Commercial property insurance provides protection against a range of risks to safeguard a property owner’s investment.
Standard cover typically includes perils such as fire, storm, flood, escape of water, malicious damage, and subsidence. Insurers also offer extended cover for risks like accidental damage, terrorism, and legal expenses.
Commercial landlord insurance is intended for property owners who lease premises to third parties for commercial use, whether it’s a shop, restaurant, office, or industrial site.
How does commercial landlord insurance differ from domestic landlord insurance?
On the surface, both policies provide cover to protect a property owner’s buildings, but there are two key differences between commercial and domestic landlord insurance – the nature of the building, and the type of tenant.
Building types: Whereas many domestic properties are of standard brick and tile construction, commercial premises can vary widely in their construction.

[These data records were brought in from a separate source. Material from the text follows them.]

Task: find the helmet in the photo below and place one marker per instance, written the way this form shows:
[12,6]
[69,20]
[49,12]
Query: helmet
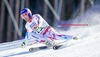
[26,10]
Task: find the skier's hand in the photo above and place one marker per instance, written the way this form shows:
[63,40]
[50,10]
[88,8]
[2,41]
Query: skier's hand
[75,38]
[23,44]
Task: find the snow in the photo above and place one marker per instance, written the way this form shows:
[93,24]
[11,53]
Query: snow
[87,46]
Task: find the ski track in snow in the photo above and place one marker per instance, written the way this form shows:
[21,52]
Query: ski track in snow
[87,46]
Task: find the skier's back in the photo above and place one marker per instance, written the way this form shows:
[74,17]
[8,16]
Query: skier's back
[39,29]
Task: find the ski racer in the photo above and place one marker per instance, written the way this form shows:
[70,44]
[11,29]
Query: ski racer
[40,30]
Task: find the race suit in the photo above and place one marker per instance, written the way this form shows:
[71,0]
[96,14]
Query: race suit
[40,30]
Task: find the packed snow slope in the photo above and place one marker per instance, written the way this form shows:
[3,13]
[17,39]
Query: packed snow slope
[87,46]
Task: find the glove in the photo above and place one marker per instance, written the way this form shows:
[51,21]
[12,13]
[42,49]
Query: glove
[24,44]
[75,38]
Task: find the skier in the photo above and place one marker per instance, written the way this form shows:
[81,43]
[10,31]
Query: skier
[40,30]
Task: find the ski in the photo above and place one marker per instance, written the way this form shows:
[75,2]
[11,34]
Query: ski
[34,49]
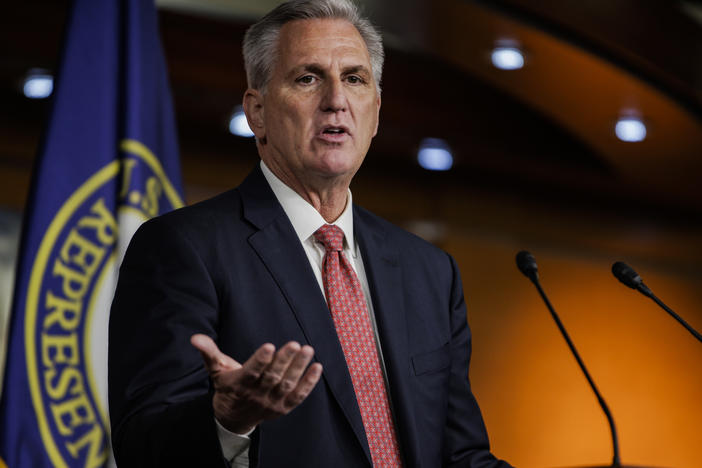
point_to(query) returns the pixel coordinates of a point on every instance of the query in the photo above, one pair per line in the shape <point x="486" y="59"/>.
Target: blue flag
<point x="108" y="162"/>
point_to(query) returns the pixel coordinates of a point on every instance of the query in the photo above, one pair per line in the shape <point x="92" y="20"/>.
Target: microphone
<point x="629" y="277"/>
<point x="527" y="265"/>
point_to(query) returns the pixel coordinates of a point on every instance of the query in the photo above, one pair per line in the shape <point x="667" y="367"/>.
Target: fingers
<point x="304" y="387"/>
<point x="215" y="360"/>
<point x="290" y="378"/>
<point x="274" y="372"/>
<point x="257" y="364"/>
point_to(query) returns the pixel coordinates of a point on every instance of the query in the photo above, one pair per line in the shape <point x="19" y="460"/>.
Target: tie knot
<point x="331" y="236"/>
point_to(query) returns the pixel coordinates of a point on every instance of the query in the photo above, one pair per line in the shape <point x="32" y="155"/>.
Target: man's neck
<point x="327" y="196"/>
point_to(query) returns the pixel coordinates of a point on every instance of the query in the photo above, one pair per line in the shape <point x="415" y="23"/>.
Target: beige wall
<point x="536" y="403"/>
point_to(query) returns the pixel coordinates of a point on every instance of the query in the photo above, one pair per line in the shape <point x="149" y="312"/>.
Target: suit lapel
<point x="279" y="249"/>
<point x="381" y="262"/>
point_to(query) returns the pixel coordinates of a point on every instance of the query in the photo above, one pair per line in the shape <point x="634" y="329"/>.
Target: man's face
<point x="320" y="110"/>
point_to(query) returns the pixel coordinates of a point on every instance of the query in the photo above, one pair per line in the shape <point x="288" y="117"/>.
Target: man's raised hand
<point x="269" y="384"/>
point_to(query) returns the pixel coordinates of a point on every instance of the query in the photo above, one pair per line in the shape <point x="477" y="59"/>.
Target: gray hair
<point x="261" y="40"/>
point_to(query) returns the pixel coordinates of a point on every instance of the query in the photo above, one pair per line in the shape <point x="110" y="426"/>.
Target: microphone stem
<point x="615" y="443"/>
<point x="694" y="332"/>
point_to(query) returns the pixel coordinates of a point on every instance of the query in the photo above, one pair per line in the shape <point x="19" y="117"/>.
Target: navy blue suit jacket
<point x="233" y="268"/>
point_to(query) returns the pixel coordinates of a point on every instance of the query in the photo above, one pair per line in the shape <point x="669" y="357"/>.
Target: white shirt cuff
<point x="232" y="444"/>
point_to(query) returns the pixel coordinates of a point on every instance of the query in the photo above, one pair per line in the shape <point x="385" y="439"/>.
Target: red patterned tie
<point x="347" y="304"/>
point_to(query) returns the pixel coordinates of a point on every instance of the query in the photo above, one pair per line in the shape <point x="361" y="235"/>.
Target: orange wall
<point x="536" y="403"/>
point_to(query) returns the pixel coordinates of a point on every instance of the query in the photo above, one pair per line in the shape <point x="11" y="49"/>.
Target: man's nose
<point x="334" y="99"/>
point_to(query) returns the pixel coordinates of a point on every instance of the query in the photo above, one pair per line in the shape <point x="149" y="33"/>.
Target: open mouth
<point x="331" y="130"/>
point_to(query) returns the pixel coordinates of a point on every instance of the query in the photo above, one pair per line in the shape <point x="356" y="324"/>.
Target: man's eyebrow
<point x="308" y="67"/>
<point x="356" y="69"/>
<point x="319" y="69"/>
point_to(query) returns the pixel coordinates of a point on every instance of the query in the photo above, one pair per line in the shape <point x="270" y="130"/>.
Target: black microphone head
<point x="627" y="275"/>
<point x="527" y="265"/>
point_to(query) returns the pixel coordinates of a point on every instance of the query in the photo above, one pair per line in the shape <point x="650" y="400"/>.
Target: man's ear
<point x="254" y="110"/>
<point x="377" y="117"/>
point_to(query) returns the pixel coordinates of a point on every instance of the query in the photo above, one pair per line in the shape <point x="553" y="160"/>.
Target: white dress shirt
<point x="305" y="220"/>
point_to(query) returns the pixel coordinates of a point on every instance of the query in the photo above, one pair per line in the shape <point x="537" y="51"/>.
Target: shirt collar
<point x="303" y="216"/>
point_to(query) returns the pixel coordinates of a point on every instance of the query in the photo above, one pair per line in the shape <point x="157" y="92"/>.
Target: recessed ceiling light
<point x="507" y="58"/>
<point x="630" y="129"/>
<point x="238" y="124"/>
<point x="38" y="84"/>
<point x="435" y="155"/>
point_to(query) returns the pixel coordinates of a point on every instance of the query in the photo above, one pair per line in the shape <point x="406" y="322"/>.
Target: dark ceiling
<point x="543" y="132"/>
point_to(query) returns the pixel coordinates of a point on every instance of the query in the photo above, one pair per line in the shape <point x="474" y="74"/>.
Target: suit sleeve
<point x="466" y="441"/>
<point x="159" y="392"/>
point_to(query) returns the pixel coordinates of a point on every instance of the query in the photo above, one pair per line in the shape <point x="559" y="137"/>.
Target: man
<point x="283" y="271"/>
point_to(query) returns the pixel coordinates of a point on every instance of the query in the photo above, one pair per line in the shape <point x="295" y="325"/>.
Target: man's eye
<point x="307" y="79"/>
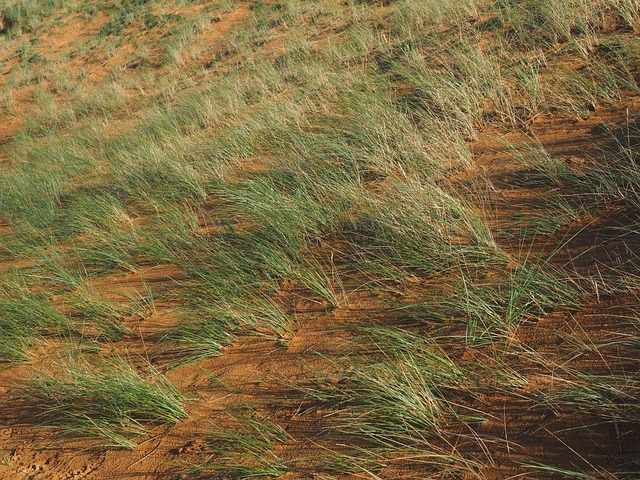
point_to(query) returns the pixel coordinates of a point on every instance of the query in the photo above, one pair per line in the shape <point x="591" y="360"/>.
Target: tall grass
<point x="107" y="401"/>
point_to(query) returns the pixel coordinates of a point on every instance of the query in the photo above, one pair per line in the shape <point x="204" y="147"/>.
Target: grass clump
<point x="106" y="400"/>
<point x="243" y="453"/>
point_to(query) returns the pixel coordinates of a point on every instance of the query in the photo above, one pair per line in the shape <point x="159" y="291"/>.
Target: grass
<point x="105" y="400"/>
<point x="245" y="452"/>
<point x="321" y="154"/>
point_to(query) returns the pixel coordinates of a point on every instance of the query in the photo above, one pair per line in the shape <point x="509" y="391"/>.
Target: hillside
<point x="319" y="239"/>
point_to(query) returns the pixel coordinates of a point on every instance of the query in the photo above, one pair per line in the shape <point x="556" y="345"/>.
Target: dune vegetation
<point x="320" y="239"/>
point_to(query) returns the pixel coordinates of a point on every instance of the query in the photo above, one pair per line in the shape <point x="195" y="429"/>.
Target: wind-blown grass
<point x="107" y="401"/>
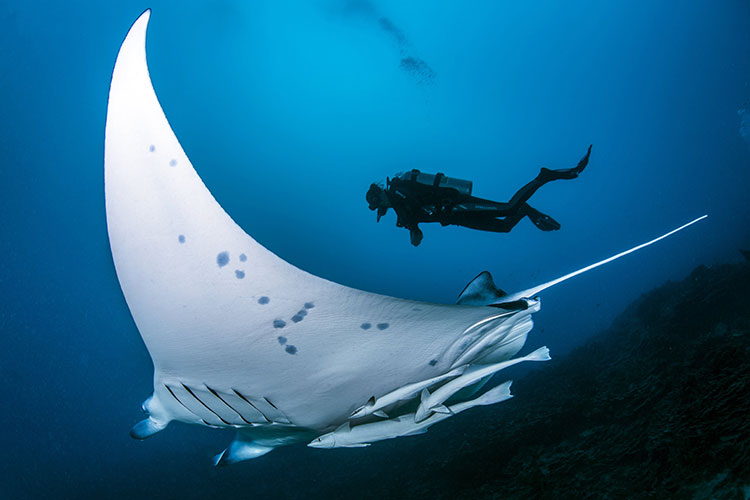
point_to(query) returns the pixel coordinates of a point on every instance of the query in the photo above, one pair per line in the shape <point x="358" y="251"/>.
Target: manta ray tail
<point x="495" y="395"/>
<point x="531" y="292"/>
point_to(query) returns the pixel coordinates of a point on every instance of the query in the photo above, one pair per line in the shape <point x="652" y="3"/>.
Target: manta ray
<point x="242" y="339"/>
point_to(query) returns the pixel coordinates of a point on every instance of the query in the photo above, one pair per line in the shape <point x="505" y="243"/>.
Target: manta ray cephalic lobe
<point x="240" y="338"/>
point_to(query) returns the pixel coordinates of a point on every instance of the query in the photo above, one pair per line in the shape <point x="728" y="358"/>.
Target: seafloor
<point x="657" y="406"/>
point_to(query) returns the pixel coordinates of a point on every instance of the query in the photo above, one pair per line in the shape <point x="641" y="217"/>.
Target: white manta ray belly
<point x="221" y="314"/>
<point x="241" y="338"/>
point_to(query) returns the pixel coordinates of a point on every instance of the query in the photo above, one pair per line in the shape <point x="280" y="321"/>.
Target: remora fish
<point x="241" y="339"/>
<point x="405" y="393"/>
<point x="434" y="402"/>
<point x="405" y="425"/>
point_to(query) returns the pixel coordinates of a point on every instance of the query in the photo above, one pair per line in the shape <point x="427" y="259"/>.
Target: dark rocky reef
<point x="658" y="406"/>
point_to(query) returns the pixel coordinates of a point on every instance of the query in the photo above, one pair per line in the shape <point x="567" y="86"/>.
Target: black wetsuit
<point x="416" y="202"/>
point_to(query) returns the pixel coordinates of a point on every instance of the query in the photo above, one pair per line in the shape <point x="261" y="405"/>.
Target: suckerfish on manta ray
<point x="242" y="339"/>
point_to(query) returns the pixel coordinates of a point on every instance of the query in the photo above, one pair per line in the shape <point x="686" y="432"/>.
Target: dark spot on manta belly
<point x="222" y="259"/>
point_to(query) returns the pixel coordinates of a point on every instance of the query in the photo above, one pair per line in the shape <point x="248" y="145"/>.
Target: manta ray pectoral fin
<point x="480" y="291"/>
<point x="147" y="428"/>
<point x="240" y="450"/>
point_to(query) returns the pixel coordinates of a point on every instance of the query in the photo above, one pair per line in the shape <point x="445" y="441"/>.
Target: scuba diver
<point x="420" y="197"/>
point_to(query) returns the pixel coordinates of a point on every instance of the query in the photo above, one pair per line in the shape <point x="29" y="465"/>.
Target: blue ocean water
<point x="289" y="111"/>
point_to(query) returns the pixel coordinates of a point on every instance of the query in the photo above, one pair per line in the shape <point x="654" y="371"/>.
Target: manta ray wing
<point x="234" y="331"/>
<point x="241" y="338"/>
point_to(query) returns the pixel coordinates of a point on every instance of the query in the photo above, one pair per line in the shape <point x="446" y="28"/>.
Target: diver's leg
<point x="416" y="235"/>
<point x="487" y="222"/>
<point x="484" y="222"/>
<point x="546" y="175"/>
<point x="540" y="220"/>
<point x="568" y="173"/>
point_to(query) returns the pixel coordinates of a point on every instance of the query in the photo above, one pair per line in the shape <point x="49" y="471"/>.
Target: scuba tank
<point x="437" y="180"/>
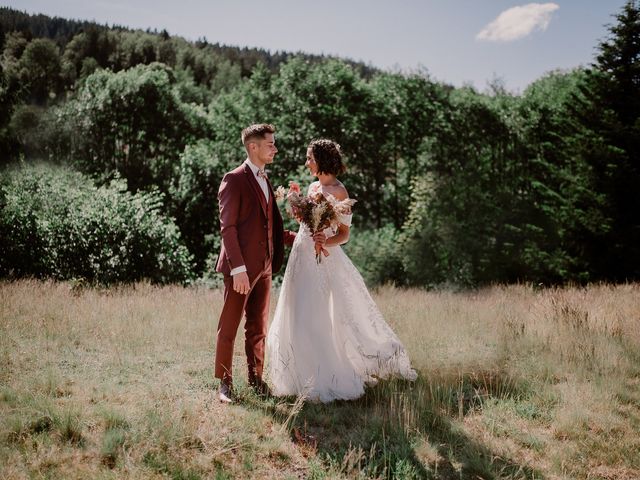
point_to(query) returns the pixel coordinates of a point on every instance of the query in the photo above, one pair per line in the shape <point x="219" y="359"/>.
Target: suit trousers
<point x="255" y="305"/>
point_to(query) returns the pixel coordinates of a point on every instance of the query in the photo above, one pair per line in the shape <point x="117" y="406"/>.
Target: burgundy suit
<point x="252" y="235"/>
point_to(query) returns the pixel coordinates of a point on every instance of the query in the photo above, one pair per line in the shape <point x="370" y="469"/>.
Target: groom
<point x="252" y="250"/>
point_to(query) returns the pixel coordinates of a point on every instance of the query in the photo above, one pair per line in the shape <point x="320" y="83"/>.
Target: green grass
<point x="513" y="383"/>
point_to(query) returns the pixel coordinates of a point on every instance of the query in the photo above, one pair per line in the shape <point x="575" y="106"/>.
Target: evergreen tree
<point x="611" y="145"/>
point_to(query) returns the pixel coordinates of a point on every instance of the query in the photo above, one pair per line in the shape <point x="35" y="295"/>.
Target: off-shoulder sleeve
<point x="345" y="219"/>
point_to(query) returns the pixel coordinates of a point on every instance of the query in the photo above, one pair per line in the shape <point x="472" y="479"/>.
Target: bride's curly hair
<point x="328" y="156"/>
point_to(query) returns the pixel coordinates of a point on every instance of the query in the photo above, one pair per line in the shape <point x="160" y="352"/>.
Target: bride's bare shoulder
<point x="339" y="191"/>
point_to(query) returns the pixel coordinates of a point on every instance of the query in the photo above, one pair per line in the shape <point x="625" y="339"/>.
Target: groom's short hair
<point x="258" y="130"/>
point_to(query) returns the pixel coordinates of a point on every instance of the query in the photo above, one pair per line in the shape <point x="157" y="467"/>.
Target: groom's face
<point x="265" y="148"/>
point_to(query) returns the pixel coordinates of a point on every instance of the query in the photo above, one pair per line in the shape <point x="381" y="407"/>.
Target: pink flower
<point x="294" y="187"/>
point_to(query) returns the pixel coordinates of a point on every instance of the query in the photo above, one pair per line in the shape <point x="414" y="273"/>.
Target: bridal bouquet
<point x="316" y="211"/>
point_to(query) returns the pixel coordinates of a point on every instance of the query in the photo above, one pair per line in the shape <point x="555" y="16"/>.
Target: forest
<point x="113" y="143"/>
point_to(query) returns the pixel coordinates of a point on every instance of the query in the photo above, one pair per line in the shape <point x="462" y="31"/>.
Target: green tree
<point x="132" y="122"/>
<point x="39" y="70"/>
<point x="609" y="115"/>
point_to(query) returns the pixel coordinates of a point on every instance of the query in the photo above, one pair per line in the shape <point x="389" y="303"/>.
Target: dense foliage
<point x="454" y="186"/>
<point x="55" y="223"/>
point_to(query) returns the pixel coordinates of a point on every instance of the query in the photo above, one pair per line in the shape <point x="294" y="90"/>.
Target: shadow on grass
<point x="401" y="430"/>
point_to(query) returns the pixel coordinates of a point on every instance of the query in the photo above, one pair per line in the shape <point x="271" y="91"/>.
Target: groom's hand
<point x="241" y="283"/>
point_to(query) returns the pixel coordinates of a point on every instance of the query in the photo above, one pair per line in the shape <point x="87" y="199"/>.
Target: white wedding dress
<point x="328" y="339"/>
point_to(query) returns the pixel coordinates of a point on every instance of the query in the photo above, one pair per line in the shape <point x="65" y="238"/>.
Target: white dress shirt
<point x="265" y="189"/>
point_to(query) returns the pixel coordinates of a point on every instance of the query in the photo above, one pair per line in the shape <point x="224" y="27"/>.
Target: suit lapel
<point x="256" y="188"/>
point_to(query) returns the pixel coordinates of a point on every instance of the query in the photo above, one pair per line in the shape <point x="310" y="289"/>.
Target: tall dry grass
<point x="514" y="383"/>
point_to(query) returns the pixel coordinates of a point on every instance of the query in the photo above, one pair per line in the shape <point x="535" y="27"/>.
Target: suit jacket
<point x="244" y="224"/>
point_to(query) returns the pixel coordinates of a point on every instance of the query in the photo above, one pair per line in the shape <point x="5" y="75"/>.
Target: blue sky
<point x="457" y="41"/>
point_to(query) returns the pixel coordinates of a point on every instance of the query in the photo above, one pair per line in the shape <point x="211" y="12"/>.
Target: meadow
<point x="514" y="382"/>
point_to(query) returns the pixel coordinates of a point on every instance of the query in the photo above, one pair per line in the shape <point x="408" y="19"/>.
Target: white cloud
<point x="518" y="22"/>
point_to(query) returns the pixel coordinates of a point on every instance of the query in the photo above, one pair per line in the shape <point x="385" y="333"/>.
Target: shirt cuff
<point x="237" y="270"/>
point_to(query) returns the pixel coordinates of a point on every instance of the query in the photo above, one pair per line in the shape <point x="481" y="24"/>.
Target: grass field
<point x="513" y="383"/>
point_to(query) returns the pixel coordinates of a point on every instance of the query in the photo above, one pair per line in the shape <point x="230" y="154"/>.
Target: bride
<point x="328" y="339"/>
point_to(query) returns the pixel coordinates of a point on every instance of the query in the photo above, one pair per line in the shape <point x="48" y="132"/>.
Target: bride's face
<point x="311" y="162"/>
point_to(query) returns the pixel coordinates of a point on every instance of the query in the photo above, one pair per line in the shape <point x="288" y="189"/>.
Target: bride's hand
<point x="320" y="238"/>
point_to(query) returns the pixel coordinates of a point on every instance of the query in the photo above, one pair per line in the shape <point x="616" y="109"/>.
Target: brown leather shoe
<point x="226" y="393"/>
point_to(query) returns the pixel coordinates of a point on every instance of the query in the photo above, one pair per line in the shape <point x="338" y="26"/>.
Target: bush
<point x="55" y="222"/>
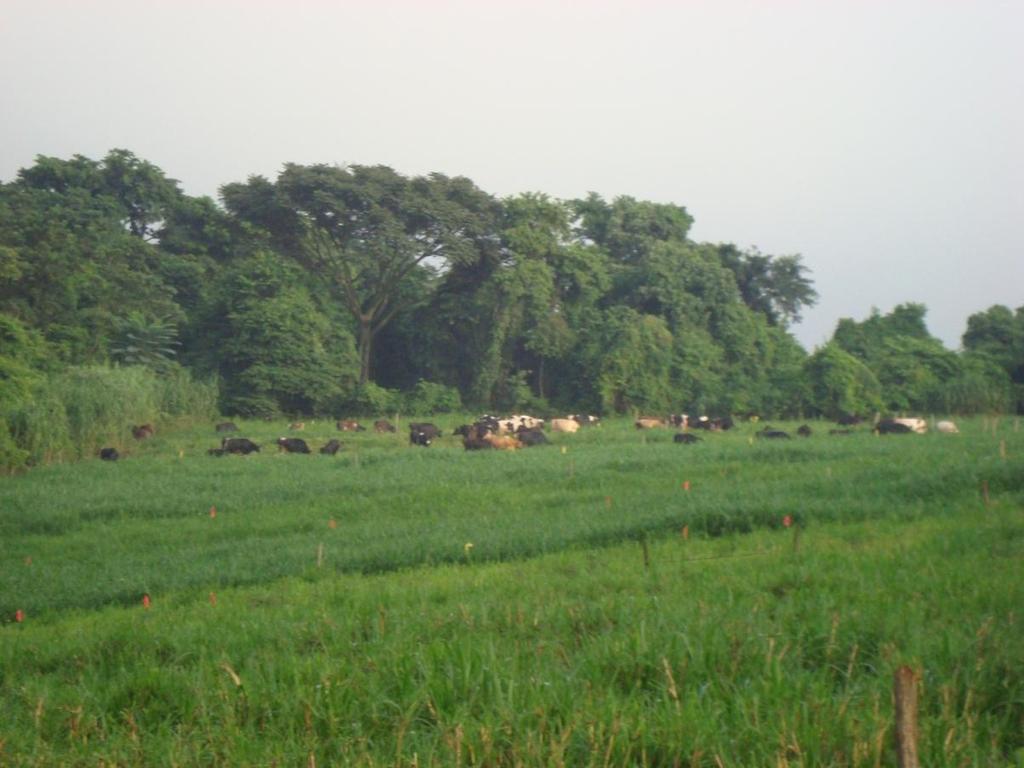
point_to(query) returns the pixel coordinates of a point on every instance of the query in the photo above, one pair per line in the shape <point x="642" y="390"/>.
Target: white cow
<point x="564" y="425"/>
<point x="916" y="425"/>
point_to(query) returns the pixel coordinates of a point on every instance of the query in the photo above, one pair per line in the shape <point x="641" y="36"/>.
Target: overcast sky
<point x="883" y="141"/>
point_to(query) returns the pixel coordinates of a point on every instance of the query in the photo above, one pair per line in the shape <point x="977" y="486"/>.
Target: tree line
<point x="355" y="289"/>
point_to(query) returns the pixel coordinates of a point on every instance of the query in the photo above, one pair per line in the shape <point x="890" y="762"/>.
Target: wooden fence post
<point x="905" y="696"/>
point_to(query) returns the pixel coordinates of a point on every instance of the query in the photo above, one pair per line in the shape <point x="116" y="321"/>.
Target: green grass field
<point x="396" y="605"/>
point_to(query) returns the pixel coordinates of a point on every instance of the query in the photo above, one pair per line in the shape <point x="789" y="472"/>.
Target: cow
<point x="512" y="423"/>
<point x="713" y="424"/>
<point x="647" y="422"/>
<point x="430" y="430"/>
<point x="142" y="432"/>
<point x="530" y="437"/>
<point x="293" y="445"/>
<point x="916" y="425"/>
<point x="239" y="445"/>
<point x="564" y="425"/>
<point x="492" y="423"/>
<point x="772" y="434"/>
<point x="679" y="420"/>
<point x="891" y="426"/>
<point x="423" y="433"/>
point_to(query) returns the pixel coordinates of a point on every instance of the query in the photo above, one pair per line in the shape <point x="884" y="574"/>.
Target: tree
<point x="839" y="383"/>
<point x="273" y="349"/>
<point x="774" y="286"/>
<point x="145" y="341"/>
<point x="365" y="229"/>
<point x="997" y="334"/>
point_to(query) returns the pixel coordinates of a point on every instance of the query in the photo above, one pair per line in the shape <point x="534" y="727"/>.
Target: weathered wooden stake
<point x="905" y="697"/>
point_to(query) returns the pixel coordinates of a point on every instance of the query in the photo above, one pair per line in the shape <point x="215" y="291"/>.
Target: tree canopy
<point x="335" y="289"/>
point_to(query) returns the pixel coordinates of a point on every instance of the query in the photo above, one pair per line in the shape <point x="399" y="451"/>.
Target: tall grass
<point x="71" y="415"/>
<point x="739" y="650"/>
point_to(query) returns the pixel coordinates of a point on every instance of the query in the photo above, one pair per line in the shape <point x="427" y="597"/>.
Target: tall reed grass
<point x="73" y="414"/>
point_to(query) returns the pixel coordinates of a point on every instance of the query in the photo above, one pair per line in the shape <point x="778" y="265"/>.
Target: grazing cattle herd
<point x="520" y="430"/>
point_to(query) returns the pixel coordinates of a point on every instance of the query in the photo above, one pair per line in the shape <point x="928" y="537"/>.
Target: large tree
<point x="365" y="229"/>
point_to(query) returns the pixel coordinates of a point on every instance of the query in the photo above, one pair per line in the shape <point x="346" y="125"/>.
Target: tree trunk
<point x="366" y="344"/>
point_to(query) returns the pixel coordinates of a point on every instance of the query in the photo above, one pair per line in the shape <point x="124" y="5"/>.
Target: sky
<point x="882" y="141"/>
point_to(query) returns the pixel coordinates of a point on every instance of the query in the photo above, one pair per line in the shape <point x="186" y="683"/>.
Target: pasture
<point x="610" y="599"/>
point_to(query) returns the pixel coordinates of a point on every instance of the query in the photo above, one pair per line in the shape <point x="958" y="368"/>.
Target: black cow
<point x="889" y="426"/>
<point x="332" y="448"/>
<point x="678" y="420"/>
<point x="293" y="445"/>
<point x="142" y="432"/>
<point x="423" y="433"/>
<point x="239" y="445"/>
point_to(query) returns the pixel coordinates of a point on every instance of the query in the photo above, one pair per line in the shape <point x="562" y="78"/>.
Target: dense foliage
<point x="340" y="290"/>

This means premiums can also vary significantly to reflect the nature of the risk of covering buildings that could be constructed from timber, brick, or steel, or feature large flat-roofed areas, asbestos, or cladding. This will be reflected in the sum insured, which represents the full rebuild cost of the property.
Commercial buildings can also have a greater variety and complexity of heating and electrical systems which, again, affect premium rates.
Tenant types: Other than working from a home office, domestic tenants do not, generally, undertake business from their property.
But the risks to insurers increase for commercial premises, where all sorts of industrial equipment could be used, including potentially hazardous activities like welding, or the use of flammable chemicals.
Insurers need to provide the right cover at the right premium to cater to the individual needs of the property owner, depending on the type of building and the nature of the work undertaken.
Who is responsible for commercial building insurance; landlord or tenant?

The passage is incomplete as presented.